Frederik Meijer Honors College hosts seminar series event that explore unheard voices


GVL / Aida Dennis

Grace Smith, Staff Writer

The Frederik Meijer Honors College (FMHC) hosted its second-to-last seminar for the winter 2023 semester last Thursday.

Thursday’s honoree, Ellen Adams, is an associate professor of art history within the FMHC. Her courses within the program include “Dangerous Ideas,” “Art and Money” and “Modern Art and Modernity.” 

Over the last few months, four different FMHC faculty members have given presentations in their areas of expertise. The talks were designed to connect with the faculty member’s area of scholarship, share new projects or both. 

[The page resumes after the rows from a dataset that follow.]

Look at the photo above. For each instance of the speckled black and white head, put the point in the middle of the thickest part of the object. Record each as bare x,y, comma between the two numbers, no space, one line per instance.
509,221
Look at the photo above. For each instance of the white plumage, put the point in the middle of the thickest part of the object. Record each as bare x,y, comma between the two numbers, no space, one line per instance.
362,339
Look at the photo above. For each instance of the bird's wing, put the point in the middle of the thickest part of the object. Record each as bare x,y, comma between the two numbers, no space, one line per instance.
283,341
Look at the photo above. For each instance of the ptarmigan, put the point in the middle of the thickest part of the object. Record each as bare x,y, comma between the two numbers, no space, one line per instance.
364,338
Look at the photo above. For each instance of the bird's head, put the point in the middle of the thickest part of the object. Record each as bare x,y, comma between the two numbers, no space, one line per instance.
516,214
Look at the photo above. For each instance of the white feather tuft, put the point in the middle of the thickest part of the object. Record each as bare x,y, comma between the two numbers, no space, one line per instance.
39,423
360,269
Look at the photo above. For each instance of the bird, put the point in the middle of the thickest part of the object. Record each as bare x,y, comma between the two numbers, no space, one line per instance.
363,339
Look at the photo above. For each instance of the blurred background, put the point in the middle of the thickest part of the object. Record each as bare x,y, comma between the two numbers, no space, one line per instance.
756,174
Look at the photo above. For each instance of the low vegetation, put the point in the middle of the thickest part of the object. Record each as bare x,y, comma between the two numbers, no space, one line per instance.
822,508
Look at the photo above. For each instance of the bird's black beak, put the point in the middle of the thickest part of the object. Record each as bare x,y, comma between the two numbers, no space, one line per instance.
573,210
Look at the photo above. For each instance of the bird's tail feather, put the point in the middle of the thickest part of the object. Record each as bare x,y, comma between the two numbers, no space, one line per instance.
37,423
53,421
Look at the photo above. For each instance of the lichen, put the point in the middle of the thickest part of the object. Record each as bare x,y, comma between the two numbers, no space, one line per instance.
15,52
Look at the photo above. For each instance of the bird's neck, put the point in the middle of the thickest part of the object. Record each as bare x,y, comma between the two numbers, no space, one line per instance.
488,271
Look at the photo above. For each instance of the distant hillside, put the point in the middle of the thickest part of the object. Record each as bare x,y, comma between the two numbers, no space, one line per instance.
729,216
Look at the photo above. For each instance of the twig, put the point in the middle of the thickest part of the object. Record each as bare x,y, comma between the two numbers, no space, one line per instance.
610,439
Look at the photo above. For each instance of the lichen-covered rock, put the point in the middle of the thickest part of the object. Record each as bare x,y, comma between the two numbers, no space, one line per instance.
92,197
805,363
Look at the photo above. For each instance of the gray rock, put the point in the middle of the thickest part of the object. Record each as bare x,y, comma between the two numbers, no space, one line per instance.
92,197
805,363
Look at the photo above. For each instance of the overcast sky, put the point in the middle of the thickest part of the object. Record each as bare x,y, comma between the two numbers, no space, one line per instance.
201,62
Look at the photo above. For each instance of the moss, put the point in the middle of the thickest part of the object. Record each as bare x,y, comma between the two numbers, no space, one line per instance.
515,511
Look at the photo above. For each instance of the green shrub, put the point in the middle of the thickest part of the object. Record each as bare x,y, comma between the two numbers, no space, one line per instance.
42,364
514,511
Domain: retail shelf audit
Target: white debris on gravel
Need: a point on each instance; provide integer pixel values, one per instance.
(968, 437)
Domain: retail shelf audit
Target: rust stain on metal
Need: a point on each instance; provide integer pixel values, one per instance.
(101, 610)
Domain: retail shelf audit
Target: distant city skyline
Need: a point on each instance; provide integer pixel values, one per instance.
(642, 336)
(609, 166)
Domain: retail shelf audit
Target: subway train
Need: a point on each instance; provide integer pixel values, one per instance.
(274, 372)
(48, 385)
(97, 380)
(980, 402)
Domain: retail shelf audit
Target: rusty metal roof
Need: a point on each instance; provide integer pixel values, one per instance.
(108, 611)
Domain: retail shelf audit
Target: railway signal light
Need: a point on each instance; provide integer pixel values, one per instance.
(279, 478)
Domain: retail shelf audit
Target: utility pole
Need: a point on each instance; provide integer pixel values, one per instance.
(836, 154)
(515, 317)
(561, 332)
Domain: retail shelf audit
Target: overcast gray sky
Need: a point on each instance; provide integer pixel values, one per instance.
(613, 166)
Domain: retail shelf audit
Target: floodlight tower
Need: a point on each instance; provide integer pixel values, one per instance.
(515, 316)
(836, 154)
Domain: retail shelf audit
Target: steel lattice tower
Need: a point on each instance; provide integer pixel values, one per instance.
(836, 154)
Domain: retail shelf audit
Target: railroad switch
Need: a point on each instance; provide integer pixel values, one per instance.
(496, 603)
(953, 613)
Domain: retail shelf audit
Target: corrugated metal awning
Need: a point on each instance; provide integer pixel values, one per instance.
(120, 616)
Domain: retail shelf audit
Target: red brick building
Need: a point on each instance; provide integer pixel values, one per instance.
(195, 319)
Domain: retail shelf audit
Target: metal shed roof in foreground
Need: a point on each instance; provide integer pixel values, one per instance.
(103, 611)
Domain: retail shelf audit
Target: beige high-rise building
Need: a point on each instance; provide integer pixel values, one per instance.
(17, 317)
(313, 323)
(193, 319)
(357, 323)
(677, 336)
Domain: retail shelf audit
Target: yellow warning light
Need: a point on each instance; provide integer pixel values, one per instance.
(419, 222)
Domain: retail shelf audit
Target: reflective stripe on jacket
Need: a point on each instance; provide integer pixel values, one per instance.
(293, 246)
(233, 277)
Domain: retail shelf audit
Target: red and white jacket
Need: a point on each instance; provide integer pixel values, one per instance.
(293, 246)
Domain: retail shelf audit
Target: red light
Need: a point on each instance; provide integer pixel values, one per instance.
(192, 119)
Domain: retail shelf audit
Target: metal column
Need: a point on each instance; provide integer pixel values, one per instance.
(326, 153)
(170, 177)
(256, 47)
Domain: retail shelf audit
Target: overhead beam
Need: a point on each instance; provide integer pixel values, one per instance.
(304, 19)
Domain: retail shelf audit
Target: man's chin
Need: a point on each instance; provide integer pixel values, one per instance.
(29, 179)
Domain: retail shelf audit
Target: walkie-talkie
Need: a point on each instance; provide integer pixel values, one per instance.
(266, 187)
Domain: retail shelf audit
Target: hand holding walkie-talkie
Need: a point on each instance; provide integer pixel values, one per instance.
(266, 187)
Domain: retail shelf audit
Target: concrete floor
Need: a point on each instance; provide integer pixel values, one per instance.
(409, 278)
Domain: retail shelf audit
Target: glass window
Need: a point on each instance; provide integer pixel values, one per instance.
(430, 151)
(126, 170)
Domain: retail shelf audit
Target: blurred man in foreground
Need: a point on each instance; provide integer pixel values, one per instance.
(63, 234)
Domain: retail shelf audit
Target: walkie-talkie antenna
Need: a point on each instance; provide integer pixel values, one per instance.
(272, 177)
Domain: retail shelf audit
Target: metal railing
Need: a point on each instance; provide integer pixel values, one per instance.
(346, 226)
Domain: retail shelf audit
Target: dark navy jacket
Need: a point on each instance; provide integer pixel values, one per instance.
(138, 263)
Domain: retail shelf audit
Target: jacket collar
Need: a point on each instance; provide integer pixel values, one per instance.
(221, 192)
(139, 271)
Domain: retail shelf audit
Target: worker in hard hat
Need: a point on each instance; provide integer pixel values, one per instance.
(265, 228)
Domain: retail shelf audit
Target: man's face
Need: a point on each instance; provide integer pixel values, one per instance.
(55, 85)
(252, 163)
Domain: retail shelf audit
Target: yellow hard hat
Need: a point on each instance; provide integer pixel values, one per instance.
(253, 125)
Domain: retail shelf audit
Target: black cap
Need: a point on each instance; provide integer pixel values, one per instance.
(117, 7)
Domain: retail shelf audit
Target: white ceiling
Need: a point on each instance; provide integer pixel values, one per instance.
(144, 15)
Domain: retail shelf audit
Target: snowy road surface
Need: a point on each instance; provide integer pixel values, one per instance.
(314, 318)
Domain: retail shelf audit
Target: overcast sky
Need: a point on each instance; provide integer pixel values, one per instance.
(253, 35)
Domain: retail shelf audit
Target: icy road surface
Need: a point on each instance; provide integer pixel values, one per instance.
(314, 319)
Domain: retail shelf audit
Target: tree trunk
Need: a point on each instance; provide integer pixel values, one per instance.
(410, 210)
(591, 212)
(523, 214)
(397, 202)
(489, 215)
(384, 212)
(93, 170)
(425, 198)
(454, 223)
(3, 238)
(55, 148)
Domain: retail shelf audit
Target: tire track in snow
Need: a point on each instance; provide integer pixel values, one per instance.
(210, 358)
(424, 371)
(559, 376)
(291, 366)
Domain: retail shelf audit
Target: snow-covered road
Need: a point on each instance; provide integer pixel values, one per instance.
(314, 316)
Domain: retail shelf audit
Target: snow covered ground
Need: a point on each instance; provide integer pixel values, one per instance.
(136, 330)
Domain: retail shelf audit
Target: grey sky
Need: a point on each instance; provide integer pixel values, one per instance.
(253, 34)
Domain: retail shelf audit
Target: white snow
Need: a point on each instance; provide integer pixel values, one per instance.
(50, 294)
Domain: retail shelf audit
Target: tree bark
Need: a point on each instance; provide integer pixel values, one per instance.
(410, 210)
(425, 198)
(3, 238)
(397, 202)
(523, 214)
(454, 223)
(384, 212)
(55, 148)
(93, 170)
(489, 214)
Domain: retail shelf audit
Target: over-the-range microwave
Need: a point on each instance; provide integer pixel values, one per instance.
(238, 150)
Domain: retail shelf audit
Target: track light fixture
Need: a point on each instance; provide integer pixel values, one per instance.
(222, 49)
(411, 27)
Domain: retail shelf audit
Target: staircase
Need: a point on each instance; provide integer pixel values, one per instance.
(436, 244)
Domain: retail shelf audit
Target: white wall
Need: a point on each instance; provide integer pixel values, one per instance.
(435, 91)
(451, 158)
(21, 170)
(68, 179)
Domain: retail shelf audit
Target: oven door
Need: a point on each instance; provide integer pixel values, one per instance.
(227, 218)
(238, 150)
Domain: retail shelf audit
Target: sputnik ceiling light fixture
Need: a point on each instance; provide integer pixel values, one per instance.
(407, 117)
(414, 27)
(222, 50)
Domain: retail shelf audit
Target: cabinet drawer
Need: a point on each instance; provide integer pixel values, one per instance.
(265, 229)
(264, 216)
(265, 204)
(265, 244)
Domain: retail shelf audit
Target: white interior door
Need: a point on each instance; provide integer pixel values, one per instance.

Invited faculty members each delivered an informal 30 to 45-minute presentation with an opportunity for discussion at the end of each seminar. 

Currently, Adams is writing a book about women artists who worked within the Works Project Administration following the New Deal which led her to the topic of her seminar, “Cultural Patronage in the New Deal: Georgette Seabrooke and the Harlem Hospital Murals.” 

Adams said several years ago she was teaching a course on feminist art history and had sent a student to find a book on women artists who worked in the WPA. Much to Adams’ and her student’s surprise, they couldn’t find one. 

“I started to think about it and ways to ask interesting questions about why women were not included when it (WPA projects) started,” Adams said.

The topic of Adams’ talk surrounded a mural entitled “Recreation in Harlem” created by WPA artist Georgette Seabrooke in 1937. At the time of creation, Seabrooke and other artists’ projects were a subject of controversy in the Harlem community. The mural was set to be created by minority artists and the art itself depicted strong African American themes.  

Originally, the project wasn’t approved by the Hospital Superintendent. However, the Harlem Artists Guild and Artists Union were able to advocate for the project, leading to its initiation and completion. 

Over the years, environmental conditions have led to damage to the mural. In 2004, Harlem Hospital decided that the work would be removed, restored and reinstalled in the new Harlem Hospital Center Mural Pavilion, where the project remains underway today. 

“The mural itself has not been a part of a whole lot of scholarship and there might be some interesting reasons for that,” Adams said. “When we think about the New Deal, we think about those kinds of programs, like the post office and journalism, so this is kind of an interesting niche to get into.” 

The final FMHC Seminar Series event of the semester will be held on April 6 from 4-6 p.m. The event will feature FMHC Associate Professor Jeremiah Cataldo who will deliver a presentation titled, “Sex and Bibles: Between the Covers.”